Head-mounted display (HMD) technology augments human capability by supplying additional information, thereby enhancing performance across diverse situations such as military operations, surgical procedures, assembly, and maintenance tasks, among others. HMD interface clutter refers to the amount of virtual information displayed on the HMD. In contrast, environmental clutter involves information density in the user's surrounding field of view. The total clutter is assessed by combining metrics from both sources. If the information in the HMD's field of view is cluttered, it may obscure the real-world scene, leading users to potentially miss important details. The HMD interface Transparency concept aims to achieve a balance between the clarity of virtual information presented on the display and the visibility of real-world scenes.
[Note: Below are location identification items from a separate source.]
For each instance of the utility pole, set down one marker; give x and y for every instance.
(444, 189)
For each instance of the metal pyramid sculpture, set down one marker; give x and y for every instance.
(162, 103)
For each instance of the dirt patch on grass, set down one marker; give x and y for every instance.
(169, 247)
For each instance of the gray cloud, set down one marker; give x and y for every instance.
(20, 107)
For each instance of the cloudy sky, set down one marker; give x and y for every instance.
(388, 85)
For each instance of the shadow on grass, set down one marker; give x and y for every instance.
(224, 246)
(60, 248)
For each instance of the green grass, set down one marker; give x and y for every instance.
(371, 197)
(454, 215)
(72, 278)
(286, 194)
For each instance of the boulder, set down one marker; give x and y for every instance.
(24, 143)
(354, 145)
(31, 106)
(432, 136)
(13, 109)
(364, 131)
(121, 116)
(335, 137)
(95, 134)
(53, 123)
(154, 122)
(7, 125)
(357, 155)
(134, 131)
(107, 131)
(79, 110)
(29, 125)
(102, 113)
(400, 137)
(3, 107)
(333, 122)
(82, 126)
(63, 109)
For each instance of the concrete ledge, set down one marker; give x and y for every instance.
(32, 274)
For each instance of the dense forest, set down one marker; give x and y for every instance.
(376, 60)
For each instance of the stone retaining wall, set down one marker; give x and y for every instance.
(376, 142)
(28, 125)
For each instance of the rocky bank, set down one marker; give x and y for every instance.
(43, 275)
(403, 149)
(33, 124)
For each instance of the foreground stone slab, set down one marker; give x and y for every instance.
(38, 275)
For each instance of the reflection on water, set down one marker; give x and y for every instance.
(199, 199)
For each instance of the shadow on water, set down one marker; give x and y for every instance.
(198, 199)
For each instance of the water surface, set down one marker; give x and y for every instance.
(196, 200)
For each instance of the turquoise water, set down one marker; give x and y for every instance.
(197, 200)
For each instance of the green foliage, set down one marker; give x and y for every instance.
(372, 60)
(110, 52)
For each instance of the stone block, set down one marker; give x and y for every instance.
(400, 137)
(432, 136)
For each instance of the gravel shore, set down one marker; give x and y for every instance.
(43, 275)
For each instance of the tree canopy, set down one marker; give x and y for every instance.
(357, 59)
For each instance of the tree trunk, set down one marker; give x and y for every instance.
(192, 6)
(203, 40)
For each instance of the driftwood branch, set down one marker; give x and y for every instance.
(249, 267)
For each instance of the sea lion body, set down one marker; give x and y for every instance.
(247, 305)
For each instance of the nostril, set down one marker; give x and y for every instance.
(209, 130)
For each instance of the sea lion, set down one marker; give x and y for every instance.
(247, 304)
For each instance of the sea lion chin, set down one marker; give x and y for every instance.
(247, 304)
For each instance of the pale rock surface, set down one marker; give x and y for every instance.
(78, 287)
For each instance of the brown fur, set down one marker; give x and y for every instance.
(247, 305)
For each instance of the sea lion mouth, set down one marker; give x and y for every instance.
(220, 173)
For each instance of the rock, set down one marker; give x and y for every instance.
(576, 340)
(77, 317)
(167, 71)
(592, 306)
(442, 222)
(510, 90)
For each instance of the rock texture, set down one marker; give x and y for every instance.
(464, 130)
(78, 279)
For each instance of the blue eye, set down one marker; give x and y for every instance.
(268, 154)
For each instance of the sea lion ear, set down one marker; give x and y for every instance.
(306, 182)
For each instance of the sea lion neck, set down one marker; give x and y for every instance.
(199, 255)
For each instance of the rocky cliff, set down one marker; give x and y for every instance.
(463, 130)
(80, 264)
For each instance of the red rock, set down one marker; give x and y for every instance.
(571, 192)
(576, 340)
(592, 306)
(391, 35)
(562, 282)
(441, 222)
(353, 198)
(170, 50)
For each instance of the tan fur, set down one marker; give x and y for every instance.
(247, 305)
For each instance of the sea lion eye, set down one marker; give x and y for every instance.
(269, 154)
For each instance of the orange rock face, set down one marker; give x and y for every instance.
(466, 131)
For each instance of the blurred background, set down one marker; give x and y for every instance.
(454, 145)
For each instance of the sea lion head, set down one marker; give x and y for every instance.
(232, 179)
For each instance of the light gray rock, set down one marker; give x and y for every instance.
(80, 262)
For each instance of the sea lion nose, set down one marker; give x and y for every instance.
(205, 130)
Low transparency results in virtual information being prominently displayed, which might obscure real-world details. On the other hand, high transparency allows the real world to remain visible, but may reduce the clarity and legibility of virtual information. Examining the layout features and user interactions with the system is essential to tackle these challenges. Hence, we propose enhancing user performance and minimizing cognitive load by adjusting the interface transparency and clutter. We have termed this concept the Clutter and Transparency Tradeoff. Our current research is focused on evaluating the impact of head-mounted display (HMD) clutter and transparency on both human performance and cognitive load.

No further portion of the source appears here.